Jumet : cinq coups de couteau pour une dette de vingt euros et des avances déplacées

Un différend voisinage a dégénéré en tentative de meurtre à Jumet, où un jeune homme a poignardé son voisin à cinq reprises suite à un conflit lié à une dette de vingt euros et des avances non désirées.

Jumet : cinq coups de couteau pour une dette de vingt euros et des avances déplacées

Jumet : cinq coups de couteau pour une dette de vingt euros et des avances déplacées

La soirée du 11 octobre dernier a failli tourner au drame mortel dans la rue de la Station à Jumet, dans l'agglomération de Charleroi. Vers 22h45, les secours du CHU Marie Curie à Lodelinsart accueillaient Pascal, un habitant du quartier grièvement atteint par cinq blessures au blanc. Son pronostic vital était alors engagé. Son agresseur n'était autre que Théo, un voisin bien plus jeune que lui. Les faits ont été rapportés par DHNET.

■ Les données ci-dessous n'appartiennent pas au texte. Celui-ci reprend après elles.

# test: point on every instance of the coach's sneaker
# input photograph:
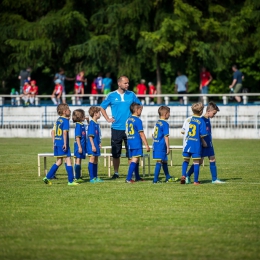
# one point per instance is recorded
(217, 181)
(73, 183)
(46, 181)
(183, 180)
(187, 180)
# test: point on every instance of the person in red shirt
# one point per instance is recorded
(205, 79)
(152, 91)
(56, 94)
(34, 91)
(141, 90)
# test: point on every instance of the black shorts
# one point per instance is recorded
(117, 138)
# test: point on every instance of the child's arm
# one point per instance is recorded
(166, 138)
(92, 144)
(79, 144)
(143, 137)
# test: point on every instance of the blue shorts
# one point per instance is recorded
(135, 153)
(160, 155)
(187, 155)
(59, 152)
(208, 151)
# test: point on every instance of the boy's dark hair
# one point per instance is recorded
(162, 110)
(78, 115)
(92, 110)
(61, 108)
(212, 106)
(134, 106)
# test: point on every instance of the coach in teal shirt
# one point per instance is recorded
(120, 102)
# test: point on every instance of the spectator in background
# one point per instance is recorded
(107, 83)
(62, 77)
(25, 74)
(57, 92)
(152, 91)
(34, 92)
(141, 90)
(181, 85)
(236, 85)
(205, 79)
(79, 87)
(99, 85)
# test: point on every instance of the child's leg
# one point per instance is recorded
(157, 171)
(77, 168)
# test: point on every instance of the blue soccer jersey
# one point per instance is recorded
(80, 131)
(161, 130)
(120, 107)
(134, 126)
(197, 129)
(62, 124)
(94, 131)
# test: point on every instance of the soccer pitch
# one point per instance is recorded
(115, 220)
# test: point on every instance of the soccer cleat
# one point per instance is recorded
(131, 181)
(217, 181)
(115, 176)
(73, 183)
(187, 180)
(183, 180)
(46, 181)
(172, 179)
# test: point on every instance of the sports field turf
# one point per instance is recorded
(115, 220)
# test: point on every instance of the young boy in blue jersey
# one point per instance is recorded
(196, 130)
(161, 146)
(135, 140)
(94, 144)
(61, 145)
(78, 117)
(207, 148)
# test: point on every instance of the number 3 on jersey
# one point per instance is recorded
(192, 130)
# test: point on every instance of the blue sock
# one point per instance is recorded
(52, 171)
(166, 171)
(69, 170)
(184, 168)
(196, 172)
(77, 169)
(213, 170)
(157, 171)
(91, 170)
(137, 175)
(95, 170)
(190, 171)
(131, 169)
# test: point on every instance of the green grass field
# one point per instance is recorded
(115, 220)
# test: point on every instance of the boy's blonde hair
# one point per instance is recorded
(162, 110)
(212, 106)
(61, 108)
(92, 110)
(134, 106)
(78, 115)
(197, 108)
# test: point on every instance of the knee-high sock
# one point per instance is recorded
(166, 170)
(213, 170)
(131, 170)
(69, 170)
(196, 172)
(190, 171)
(157, 171)
(184, 168)
(77, 169)
(91, 170)
(137, 175)
(95, 167)
(52, 171)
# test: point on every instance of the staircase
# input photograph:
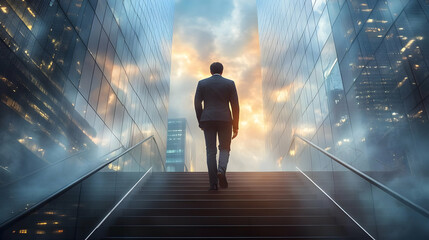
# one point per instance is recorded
(257, 205)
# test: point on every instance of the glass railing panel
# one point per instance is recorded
(397, 221)
(22, 194)
(354, 195)
(76, 212)
(350, 191)
(379, 213)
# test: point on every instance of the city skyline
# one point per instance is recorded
(224, 31)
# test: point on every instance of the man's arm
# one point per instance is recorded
(198, 102)
(235, 109)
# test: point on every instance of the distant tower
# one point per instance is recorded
(180, 146)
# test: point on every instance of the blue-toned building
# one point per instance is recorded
(180, 146)
(79, 79)
(352, 77)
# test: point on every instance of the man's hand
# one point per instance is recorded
(234, 134)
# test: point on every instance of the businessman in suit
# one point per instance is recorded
(215, 120)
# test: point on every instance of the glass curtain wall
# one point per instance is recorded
(352, 77)
(79, 79)
(180, 146)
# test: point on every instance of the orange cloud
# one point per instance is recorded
(242, 66)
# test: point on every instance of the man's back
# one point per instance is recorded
(216, 92)
(216, 121)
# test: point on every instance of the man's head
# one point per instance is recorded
(216, 67)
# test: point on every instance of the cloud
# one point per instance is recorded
(225, 31)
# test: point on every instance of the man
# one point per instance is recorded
(215, 120)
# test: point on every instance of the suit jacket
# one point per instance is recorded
(217, 93)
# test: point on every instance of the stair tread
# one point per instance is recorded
(257, 205)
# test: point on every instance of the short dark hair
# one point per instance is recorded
(216, 67)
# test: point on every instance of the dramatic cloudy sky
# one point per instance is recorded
(224, 31)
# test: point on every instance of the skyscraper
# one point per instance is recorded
(180, 146)
(352, 77)
(81, 76)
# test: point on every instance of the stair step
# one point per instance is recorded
(225, 220)
(204, 203)
(230, 238)
(257, 205)
(222, 192)
(230, 188)
(225, 231)
(225, 212)
(208, 196)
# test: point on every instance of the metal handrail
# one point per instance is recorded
(69, 186)
(369, 179)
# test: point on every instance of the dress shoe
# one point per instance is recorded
(213, 187)
(223, 183)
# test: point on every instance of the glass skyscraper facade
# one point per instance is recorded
(180, 146)
(353, 77)
(80, 77)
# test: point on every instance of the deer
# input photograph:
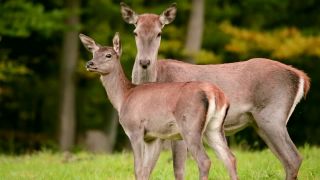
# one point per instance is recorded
(263, 93)
(151, 113)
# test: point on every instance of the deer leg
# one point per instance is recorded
(216, 139)
(179, 153)
(137, 144)
(151, 154)
(195, 146)
(276, 136)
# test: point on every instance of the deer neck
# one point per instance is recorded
(117, 86)
(141, 76)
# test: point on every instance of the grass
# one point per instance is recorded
(47, 165)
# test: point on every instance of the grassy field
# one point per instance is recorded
(47, 165)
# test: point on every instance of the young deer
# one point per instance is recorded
(263, 93)
(151, 113)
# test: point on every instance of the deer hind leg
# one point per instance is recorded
(179, 153)
(271, 127)
(145, 154)
(195, 146)
(215, 138)
(151, 154)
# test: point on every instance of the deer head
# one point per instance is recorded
(147, 33)
(104, 58)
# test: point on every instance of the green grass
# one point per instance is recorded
(47, 165)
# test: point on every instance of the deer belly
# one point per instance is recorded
(163, 130)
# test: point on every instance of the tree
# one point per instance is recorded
(195, 29)
(67, 89)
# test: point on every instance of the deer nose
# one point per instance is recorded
(144, 63)
(89, 63)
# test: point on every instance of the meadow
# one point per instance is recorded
(119, 166)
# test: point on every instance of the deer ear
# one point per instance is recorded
(88, 43)
(128, 14)
(117, 44)
(168, 15)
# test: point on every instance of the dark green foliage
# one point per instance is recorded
(30, 51)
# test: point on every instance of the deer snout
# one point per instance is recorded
(144, 63)
(89, 64)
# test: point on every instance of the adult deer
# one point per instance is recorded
(154, 112)
(263, 93)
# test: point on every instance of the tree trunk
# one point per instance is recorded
(67, 88)
(195, 29)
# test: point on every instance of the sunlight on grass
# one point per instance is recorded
(47, 165)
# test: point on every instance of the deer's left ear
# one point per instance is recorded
(117, 44)
(128, 14)
(168, 15)
(89, 43)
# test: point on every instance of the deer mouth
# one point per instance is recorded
(92, 69)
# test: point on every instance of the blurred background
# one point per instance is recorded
(49, 101)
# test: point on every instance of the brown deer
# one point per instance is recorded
(263, 93)
(154, 112)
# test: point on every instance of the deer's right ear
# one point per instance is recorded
(89, 43)
(128, 14)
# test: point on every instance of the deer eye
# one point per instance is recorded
(108, 55)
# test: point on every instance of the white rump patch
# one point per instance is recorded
(297, 98)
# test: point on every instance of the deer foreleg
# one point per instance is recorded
(179, 153)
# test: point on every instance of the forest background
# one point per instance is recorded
(49, 100)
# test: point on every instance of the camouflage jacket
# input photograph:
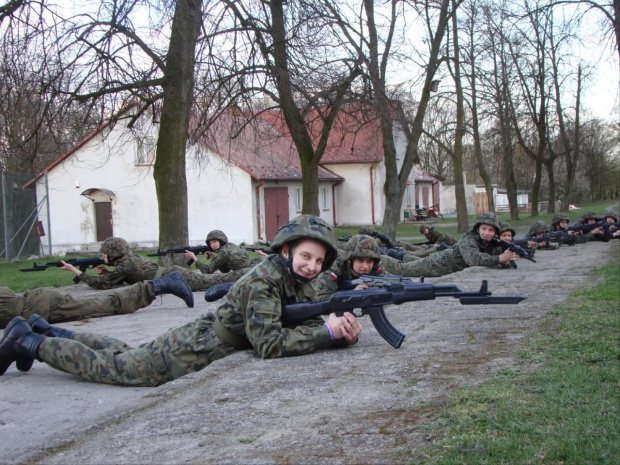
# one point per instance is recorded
(470, 251)
(229, 257)
(437, 237)
(329, 281)
(130, 269)
(253, 309)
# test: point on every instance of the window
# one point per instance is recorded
(298, 199)
(325, 198)
(147, 147)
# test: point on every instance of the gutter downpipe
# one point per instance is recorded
(334, 202)
(372, 193)
(258, 225)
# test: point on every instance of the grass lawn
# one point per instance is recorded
(561, 407)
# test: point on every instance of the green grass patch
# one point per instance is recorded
(410, 231)
(566, 410)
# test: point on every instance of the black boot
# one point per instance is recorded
(217, 292)
(19, 344)
(397, 254)
(174, 284)
(40, 326)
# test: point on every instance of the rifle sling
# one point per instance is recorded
(160, 271)
(238, 342)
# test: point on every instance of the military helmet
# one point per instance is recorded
(558, 217)
(307, 227)
(589, 215)
(367, 230)
(538, 227)
(114, 247)
(503, 227)
(217, 235)
(361, 246)
(487, 218)
(423, 227)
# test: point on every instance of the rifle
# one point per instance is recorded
(80, 263)
(586, 228)
(197, 250)
(555, 236)
(383, 238)
(372, 301)
(254, 249)
(527, 254)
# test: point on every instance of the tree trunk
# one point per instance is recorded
(169, 168)
(459, 177)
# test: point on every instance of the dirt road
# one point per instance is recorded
(362, 405)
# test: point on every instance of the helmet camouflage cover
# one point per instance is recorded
(114, 247)
(307, 227)
(361, 246)
(558, 217)
(423, 227)
(487, 218)
(217, 234)
(503, 227)
(367, 230)
(589, 215)
(538, 227)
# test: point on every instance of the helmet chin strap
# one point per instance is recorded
(289, 264)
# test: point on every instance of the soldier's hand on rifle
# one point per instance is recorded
(345, 327)
(68, 267)
(507, 257)
(100, 269)
(190, 256)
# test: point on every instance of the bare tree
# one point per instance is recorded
(470, 54)
(101, 60)
(280, 58)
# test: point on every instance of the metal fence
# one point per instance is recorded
(20, 230)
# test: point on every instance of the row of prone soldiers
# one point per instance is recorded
(305, 265)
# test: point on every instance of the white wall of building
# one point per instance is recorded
(218, 197)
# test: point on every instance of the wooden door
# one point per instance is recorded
(103, 220)
(276, 210)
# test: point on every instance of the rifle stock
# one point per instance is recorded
(196, 249)
(371, 303)
(80, 263)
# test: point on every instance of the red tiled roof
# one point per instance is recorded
(355, 136)
(258, 149)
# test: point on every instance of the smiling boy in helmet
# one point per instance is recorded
(225, 256)
(360, 256)
(250, 316)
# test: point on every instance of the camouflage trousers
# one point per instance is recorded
(438, 264)
(106, 360)
(201, 282)
(56, 307)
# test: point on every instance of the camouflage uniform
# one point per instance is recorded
(557, 219)
(469, 251)
(248, 317)
(229, 257)
(539, 227)
(131, 268)
(56, 307)
(360, 246)
(436, 237)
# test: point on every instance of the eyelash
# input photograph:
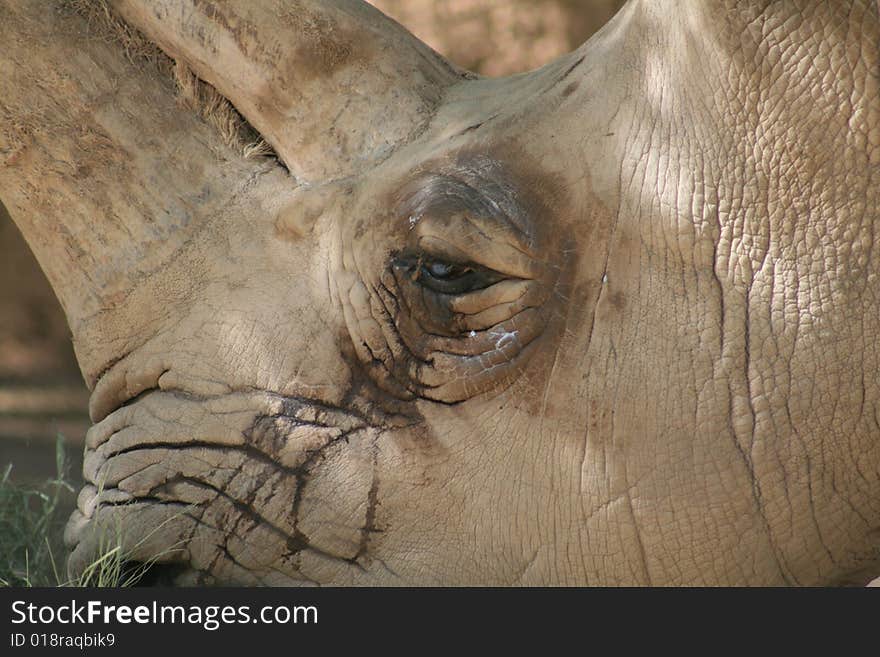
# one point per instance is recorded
(460, 278)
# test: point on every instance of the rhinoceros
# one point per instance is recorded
(613, 321)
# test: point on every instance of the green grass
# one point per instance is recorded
(32, 551)
(31, 528)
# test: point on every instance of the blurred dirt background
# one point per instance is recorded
(41, 390)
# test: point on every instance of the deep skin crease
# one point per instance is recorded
(610, 322)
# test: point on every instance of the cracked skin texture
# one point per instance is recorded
(654, 361)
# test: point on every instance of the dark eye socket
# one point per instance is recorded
(446, 277)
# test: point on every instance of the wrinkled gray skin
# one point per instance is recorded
(616, 321)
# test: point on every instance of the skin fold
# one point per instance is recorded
(611, 322)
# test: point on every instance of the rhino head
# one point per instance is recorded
(615, 321)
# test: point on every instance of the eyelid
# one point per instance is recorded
(494, 256)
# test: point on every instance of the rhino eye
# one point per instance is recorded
(446, 277)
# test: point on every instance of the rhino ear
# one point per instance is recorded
(332, 85)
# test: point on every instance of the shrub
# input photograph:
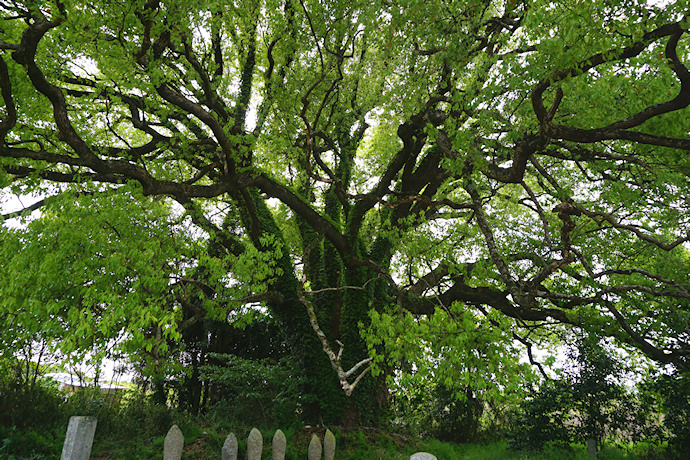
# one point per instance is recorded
(586, 403)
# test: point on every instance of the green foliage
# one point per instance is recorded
(447, 178)
(588, 401)
(253, 391)
(670, 395)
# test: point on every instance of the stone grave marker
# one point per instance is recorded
(423, 456)
(279, 445)
(255, 444)
(229, 451)
(174, 444)
(314, 448)
(329, 446)
(79, 438)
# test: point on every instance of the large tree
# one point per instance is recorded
(476, 170)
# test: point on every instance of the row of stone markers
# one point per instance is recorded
(174, 445)
(81, 430)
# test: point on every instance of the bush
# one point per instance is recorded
(670, 395)
(259, 392)
(586, 403)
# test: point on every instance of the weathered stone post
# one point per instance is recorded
(315, 449)
(328, 445)
(592, 448)
(79, 438)
(174, 444)
(279, 445)
(229, 451)
(255, 444)
(423, 456)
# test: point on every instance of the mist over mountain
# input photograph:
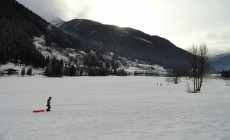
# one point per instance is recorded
(221, 62)
(126, 42)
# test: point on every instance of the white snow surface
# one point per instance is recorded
(112, 108)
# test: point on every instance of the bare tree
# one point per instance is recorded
(198, 65)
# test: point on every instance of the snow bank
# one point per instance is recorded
(112, 108)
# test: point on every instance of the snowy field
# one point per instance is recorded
(112, 108)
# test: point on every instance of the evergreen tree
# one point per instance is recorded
(23, 72)
(29, 71)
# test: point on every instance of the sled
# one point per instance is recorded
(39, 110)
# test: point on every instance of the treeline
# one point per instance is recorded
(57, 68)
(18, 26)
(225, 74)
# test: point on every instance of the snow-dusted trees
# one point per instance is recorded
(198, 66)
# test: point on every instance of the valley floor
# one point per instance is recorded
(112, 108)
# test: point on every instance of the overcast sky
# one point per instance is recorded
(183, 22)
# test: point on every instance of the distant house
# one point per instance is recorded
(11, 71)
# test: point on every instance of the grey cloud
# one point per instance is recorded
(58, 8)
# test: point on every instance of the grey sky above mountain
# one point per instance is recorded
(183, 22)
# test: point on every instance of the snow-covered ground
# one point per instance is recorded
(112, 108)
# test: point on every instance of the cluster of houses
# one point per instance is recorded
(9, 71)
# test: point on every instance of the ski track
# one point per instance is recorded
(112, 108)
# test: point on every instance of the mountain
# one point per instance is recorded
(221, 62)
(56, 21)
(126, 42)
(19, 26)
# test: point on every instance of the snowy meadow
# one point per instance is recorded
(112, 108)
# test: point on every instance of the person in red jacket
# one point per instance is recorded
(48, 104)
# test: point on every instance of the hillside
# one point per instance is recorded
(126, 42)
(18, 27)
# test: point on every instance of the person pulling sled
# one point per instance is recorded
(48, 104)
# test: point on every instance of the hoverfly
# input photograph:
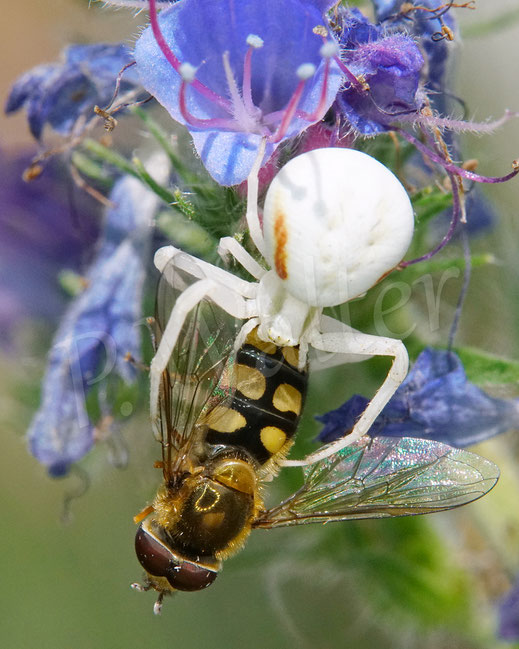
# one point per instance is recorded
(227, 418)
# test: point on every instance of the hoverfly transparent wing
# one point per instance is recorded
(383, 476)
(200, 360)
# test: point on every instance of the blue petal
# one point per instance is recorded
(97, 332)
(437, 402)
(338, 422)
(58, 94)
(509, 615)
(228, 156)
(24, 86)
(199, 32)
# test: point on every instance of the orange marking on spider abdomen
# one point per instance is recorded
(280, 244)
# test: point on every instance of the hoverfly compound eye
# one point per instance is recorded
(189, 576)
(153, 556)
(335, 222)
(159, 561)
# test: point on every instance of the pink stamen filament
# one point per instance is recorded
(289, 112)
(452, 168)
(228, 124)
(318, 113)
(175, 63)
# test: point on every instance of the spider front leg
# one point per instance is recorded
(229, 246)
(364, 345)
(224, 289)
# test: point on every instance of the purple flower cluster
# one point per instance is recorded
(98, 331)
(62, 94)
(262, 78)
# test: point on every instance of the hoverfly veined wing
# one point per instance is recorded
(383, 476)
(199, 358)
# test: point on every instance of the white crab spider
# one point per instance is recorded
(335, 221)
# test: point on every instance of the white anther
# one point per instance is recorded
(187, 72)
(329, 50)
(305, 71)
(254, 41)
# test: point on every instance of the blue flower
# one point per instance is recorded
(98, 331)
(39, 235)
(390, 66)
(238, 72)
(59, 94)
(427, 27)
(509, 615)
(436, 401)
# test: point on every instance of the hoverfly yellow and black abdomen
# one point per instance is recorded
(264, 412)
(204, 514)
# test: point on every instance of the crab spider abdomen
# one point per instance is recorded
(335, 222)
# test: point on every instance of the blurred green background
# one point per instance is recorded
(410, 583)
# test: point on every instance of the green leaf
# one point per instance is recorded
(165, 142)
(186, 234)
(88, 167)
(483, 368)
(105, 154)
(429, 202)
(161, 192)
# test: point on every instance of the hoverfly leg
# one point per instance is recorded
(157, 607)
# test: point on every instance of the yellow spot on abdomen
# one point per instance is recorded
(287, 398)
(272, 438)
(254, 340)
(250, 381)
(291, 355)
(225, 420)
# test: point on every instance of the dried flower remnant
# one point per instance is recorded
(436, 401)
(97, 332)
(60, 94)
(237, 73)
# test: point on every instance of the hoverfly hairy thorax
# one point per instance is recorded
(228, 415)
(227, 418)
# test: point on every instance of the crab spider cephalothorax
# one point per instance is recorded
(335, 221)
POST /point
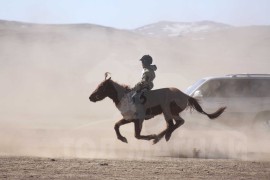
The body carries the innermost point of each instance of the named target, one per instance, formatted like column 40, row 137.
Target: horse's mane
column 126, row 87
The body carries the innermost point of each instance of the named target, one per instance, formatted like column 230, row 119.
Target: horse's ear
column 106, row 76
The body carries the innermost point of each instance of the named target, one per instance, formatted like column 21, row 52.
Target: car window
column 236, row 88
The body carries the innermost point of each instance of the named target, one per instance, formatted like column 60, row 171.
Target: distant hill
column 172, row 29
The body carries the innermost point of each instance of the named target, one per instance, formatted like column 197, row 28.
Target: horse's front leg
column 138, row 128
column 116, row 127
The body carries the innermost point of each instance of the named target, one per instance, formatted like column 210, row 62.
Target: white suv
column 247, row 97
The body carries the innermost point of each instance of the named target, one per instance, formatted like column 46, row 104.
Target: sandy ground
column 160, row 168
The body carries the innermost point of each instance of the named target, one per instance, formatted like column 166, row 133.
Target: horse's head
column 103, row 90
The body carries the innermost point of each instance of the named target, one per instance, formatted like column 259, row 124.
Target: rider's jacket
column 147, row 78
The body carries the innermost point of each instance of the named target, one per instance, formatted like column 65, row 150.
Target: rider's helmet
column 146, row 60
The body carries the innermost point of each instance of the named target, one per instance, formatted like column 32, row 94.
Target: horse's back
column 165, row 96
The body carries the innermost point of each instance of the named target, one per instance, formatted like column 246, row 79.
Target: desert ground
column 161, row 168
column 49, row 129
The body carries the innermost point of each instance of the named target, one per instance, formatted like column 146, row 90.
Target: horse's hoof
column 155, row 141
column 123, row 139
column 168, row 136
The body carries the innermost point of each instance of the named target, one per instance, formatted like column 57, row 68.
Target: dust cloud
column 47, row 73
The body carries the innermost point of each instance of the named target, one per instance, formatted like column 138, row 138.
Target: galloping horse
column 169, row 101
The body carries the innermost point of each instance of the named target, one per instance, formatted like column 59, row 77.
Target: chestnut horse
column 167, row 101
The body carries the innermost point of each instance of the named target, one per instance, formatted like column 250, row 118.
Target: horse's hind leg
column 138, row 128
column 116, row 127
column 178, row 122
column 160, row 135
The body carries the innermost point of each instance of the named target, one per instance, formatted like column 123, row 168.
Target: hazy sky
column 129, row 14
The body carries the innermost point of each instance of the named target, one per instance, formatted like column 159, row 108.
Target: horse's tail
column 193, row 104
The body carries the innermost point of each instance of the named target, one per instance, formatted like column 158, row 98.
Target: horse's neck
column 121, row 91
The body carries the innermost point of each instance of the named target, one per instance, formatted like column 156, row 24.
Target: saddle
column 139, row 97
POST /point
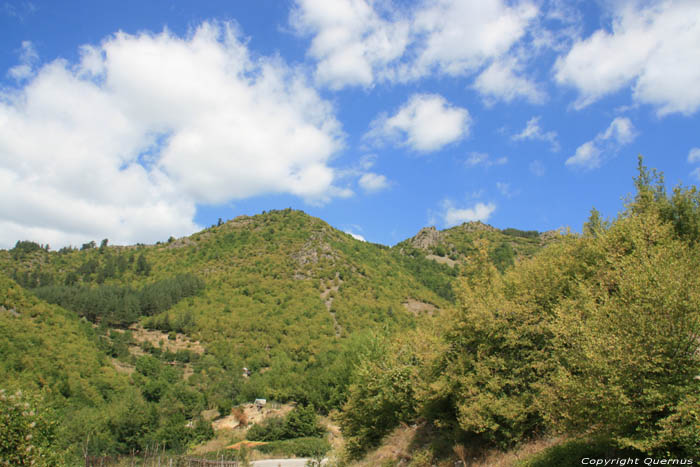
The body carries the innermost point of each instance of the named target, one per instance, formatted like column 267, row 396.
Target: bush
column 26, row 431
column 302, row 422
column 300, row 447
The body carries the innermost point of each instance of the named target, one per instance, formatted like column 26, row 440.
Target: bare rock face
column 552, row 234
column 476, row 226
column 426, row 238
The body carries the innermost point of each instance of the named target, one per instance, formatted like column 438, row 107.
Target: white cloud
column 651, row 46
column 28, row 58
column 361, row 42
column 372, row 182
column 483, row 159
column 590, row 154
column 459, row 36
column 500, row 81
column 426, row 123
column 505, row 189
column 352, row 41
column 453, row 215
column 533, row 131
column 126, row 142
column 694, row 155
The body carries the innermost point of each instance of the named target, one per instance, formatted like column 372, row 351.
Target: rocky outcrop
column 426, row 238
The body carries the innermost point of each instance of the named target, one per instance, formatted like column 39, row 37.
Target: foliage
column 570, row 453
column 301, row 422
column 300, row 447
column 118, row 305
column 27, row 431
column 594, row 334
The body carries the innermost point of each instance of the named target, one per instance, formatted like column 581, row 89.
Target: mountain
column 282, row 294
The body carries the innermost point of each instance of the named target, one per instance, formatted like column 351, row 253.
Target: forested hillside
column 283, row 295
column 595, row 336
column 483, row 338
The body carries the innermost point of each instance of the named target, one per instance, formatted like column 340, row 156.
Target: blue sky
column 135, row 120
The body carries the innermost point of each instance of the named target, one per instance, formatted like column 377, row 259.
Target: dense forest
column 485, row 338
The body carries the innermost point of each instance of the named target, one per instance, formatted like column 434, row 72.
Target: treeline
column 521, row 233
column 595, row 336
column 435, row 276
column 117, row 305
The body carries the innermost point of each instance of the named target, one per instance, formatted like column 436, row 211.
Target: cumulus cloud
column 483, row 159
column 652, row 47
column 453, row 215
column 590, row 154
column 426, row 123
column 505, row 189
column 125, row 143
column 533, row 131
column 27, row 60
column 361, row 42
column 372, row 182
column 352, row 41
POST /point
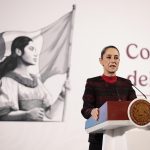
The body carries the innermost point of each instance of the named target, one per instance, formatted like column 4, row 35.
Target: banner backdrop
column 98, row 23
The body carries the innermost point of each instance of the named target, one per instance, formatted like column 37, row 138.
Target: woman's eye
column 109, row 57
column 31, row 48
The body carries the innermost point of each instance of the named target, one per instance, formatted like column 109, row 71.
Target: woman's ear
column 100, row 61
column 18, row 52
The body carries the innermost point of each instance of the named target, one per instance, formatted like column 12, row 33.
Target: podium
column 119, row 132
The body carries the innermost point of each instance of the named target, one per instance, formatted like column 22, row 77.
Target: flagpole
column 70, row 48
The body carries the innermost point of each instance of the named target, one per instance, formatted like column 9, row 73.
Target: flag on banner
column 53, row 43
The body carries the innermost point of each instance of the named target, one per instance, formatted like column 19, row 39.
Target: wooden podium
column 119, row 132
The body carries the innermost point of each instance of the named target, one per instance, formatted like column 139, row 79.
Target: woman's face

Selon les premiers éléments recueillis par les forces de l'ordre, la rixe trouverait son origine dans un contentieux financier minime et des comportements déplacés. La conjointe de Théo devait en effet la modique somme de vingt euros à la victime. Cette dernière aurait également multiplié les propositions inconvenantes à l'encontre de la jeune femme.

La version présentée par la compagne de l'inculpé diffère sensiblement de celle des autres témoins. Elle affirme que Pascal aurait poursuivi son ami avec une barre de fer et l'aurait frappée au visage, la faisant saigner abondamment. Le substitut du parquet, Monsieur Signor, a toutefois émis de sérieuses réserves sur ce témoignage. Les constatations médico-légales ne révèlent qu'un simple hématome périoculaire, bien en deçà des descriptions fournies.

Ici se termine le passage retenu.